Malakoff Corporation Bhd (Malakoff) recorded a core LATAMI of RM390mn in 1H23 vs RM170mn of PATAMI, stemming from prolonged negative fuel margin, higher operating insurance cost, and lower profit from associate and joint venture. The result was significantly below our and market forecast. We foresee that 3Q23 to be slightly better given global coal price has declined c.50% in June 2023. We also commend Malakoff for its ESG effort in: 1) biomass cofiring project at its Tanjung Bin Power (TBP) plant that scheduled for a pilot phase in 2024 and 2) its recent involvement in 84 MW small hydropower plant project in Kelantan. However, we remain cautious on any unscheduled plant outages or maintenance as well as uncertainties in the current global energy landscape. Downgrade to HOLD call with lower DCF derived TP of RM0.62, based on 20% discount rate.

  • Below expectations. 1HFY23 core LATAMI of RM390mn was below our inhouse and street estimates.
  • Dividend. The Group declared interim dividend of 1.5sen per ordinary share in 2Q23, versus 2.8sen in 2Q22.
  • Key highlights. Tanjung Bin Energy (TBE) and Tanjung Bin Power (TBP) exhibit distinct Applicable Coal Price (ACP) due to their fuel compositions. TBE, a supercritical coal-fired power plant, relies entirely on sub-bituminous coal, whereas TBP, also a coal-fired power plant, employs a combination of bituminous and sub-bituminous coal types, with proportions of up to 70% and 30%, respectively.
  • QoQ. In 2Q23, revenue increased by 3.5% to RM2.4bn, owing to higher energy payment recorded from TBP and TBE coal plants, which in line with higher ACP.

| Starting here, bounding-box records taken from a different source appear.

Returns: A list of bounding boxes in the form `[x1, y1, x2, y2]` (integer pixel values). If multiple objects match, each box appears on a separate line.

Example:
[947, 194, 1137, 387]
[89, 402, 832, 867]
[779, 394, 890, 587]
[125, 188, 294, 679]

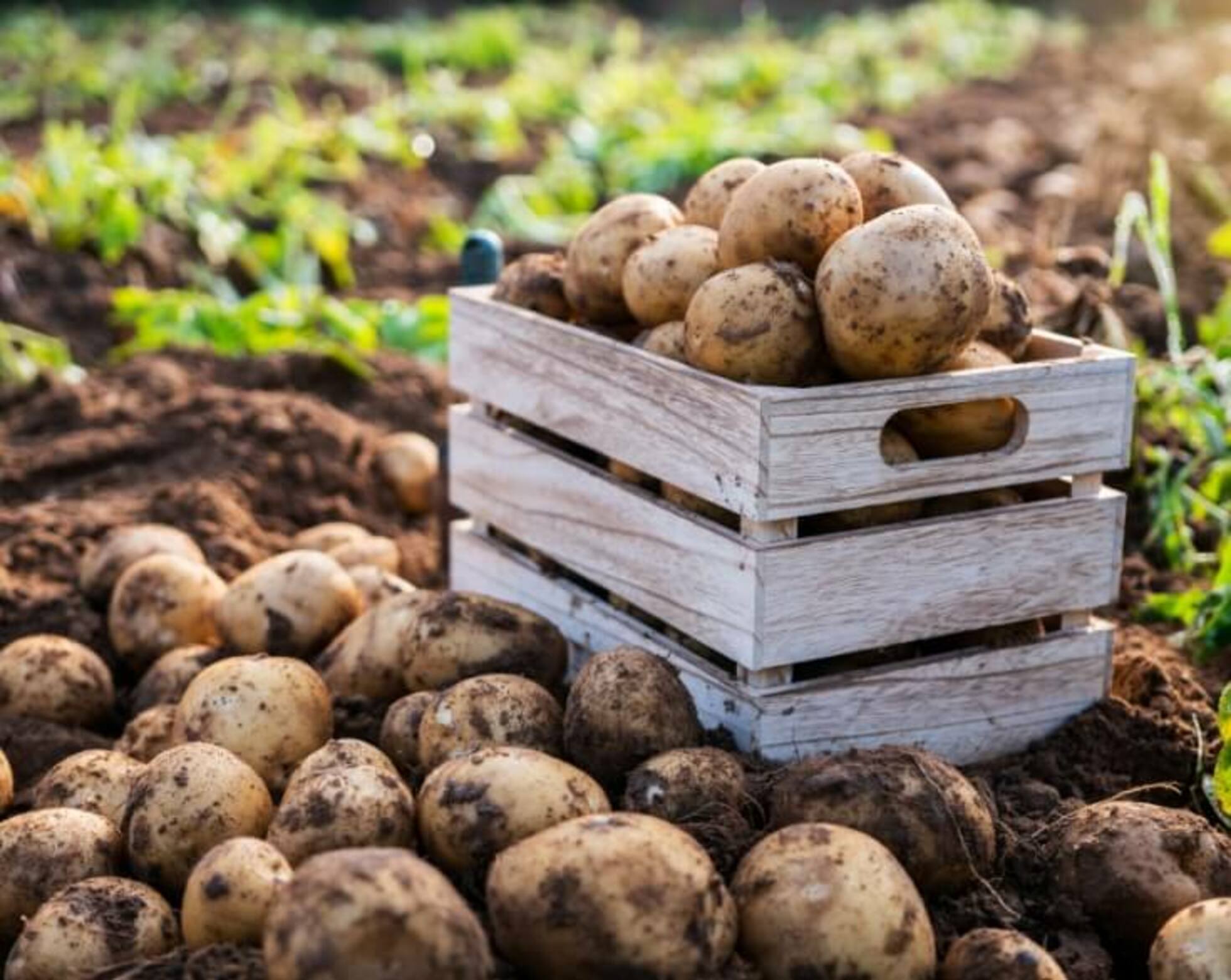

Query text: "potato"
[33, 749, 145, 827]
[266, 766, 415, 866]
[403, 592, 569, 690]
[564, 195, 683, 326]
[132, 643, 223, 714]
[564, 646, 702, 785]
[417, 745, 610, 874]
[173, 655, 334, 793]
[112, 704, 176, 762]
[623, 224, 718, 326]
[487, 814, 736, 980]
[0, 808, 123, 948]
[940, 930, 1068, 980]
[418, 673, 563, 771]
[731, 824, 936, 980]
[769, 746, 996, 895]
[180, 837, 293, 949]
[263, 848, 495, 980]
[685, 261, 822, 384]
[1147, 899, 1231, 980]
[685, 156, 766, 231]
[1049, 800, 1231, 954]
[124, 743, 273, 896]
[217, 549, 363, 656]
[377, 432, 441, 513]
[4, 876, 180, 980]
[895, 340, 1017, 459]
[381, 690, 437, 780]
[491, 253, 572, 320]
[79, 525, 205, 602]
[718, 158, 863, 276]
[0, 633, 116, 727]
[838, 150, 955, 222]
[816, 204, 992, 381]
[107, 554, 227, 671]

  • YoY. Revenue rose slightly by 2.0% attributed to amplified energy payment and capacity income derived from TBE. This upswing was driven by a higher ACP and a shorter duration of plant outage, coupled with higher energy payment from Segari Energy Ventures (SEV) due to an increased despatch factor. Nevertheless, these gains were offset by lower energy payment from TBP, which was dragged by decline in ACP and the absence of revenue contribution from GB3 plant that expired on 30 December 2022. Despite these, the Group posted a LATAMI of RM319mn (versus PATAMI of RM119mn in 2Q22) due to sizeable negative fuel margin of RM571mn, higher operating insurance cost, and lower profit contribution from associate and joint venture.

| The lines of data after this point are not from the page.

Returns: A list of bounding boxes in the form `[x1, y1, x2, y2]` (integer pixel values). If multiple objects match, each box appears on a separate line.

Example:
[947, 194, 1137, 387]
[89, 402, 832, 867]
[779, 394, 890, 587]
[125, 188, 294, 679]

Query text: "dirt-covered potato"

  • Outlook. We opine 3Q23 to be slightly better, as global coal price (Newcastle coal) has gone down c.50% in June 2023 from USD251/tonne in Jan 2023. ESG wise, we commend Malakoff for its 1) biomass cofiring project that eligible as NETR Phase 1 flagship catalyst projects at its 2.1GW TBP Plant which involves the burning of biomass along with coal - that scheduled for a pilot phase in 2024, and 2) its recent penetration of 84 MW run-of-river small hydropower plant project in Kelantan. Notwithstanding, we remain cautious on any unscheduled plant outages or maintenance and uncertainty in current global energy crisis that could drive fuel cost price higher.

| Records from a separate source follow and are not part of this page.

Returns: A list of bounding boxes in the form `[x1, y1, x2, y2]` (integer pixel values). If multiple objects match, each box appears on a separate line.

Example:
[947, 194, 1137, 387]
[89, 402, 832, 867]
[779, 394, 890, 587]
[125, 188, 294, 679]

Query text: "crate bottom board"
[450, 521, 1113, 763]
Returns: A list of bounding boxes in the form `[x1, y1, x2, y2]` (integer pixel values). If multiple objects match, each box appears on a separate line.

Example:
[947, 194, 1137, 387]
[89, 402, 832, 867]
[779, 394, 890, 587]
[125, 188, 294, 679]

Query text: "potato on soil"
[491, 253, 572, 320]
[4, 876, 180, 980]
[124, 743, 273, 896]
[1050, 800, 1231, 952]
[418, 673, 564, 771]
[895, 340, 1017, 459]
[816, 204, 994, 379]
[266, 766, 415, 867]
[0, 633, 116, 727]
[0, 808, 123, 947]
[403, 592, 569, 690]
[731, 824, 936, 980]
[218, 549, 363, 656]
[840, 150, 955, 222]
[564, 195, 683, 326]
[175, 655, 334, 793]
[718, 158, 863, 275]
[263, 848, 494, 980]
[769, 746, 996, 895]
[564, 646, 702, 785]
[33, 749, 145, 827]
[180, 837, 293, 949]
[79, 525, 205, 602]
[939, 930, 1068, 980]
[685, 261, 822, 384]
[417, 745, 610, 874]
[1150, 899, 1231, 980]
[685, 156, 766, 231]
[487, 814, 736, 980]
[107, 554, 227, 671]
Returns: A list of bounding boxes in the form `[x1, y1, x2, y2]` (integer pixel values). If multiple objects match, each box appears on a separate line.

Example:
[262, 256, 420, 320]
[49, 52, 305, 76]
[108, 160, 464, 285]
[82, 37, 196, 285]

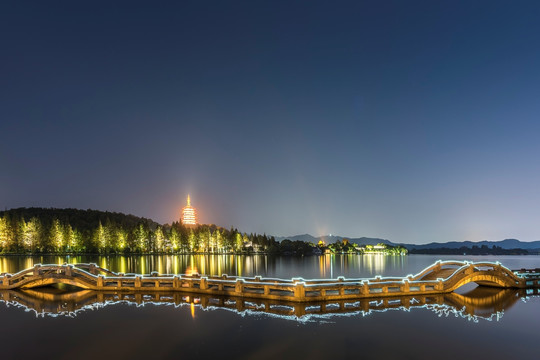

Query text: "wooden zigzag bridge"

  • Forecast. We trimmed our FY23F/FY24F/FY25F earnings forecast lower by 42%/34%/67% to RM144mn/RM196mn/RM218mn respectively, as we revised higher average fuel cost, operating insurance, and lower share from JV segment.
  • Our call. Downgrade to HOLD call with lower TP of RM0.62 which is based on 20% discount to our DCF derived TP. The applied discount is justifiable, in our view, considering the expansion of its RE and environmental segment, might require a considerable duration to achieve a break-even point.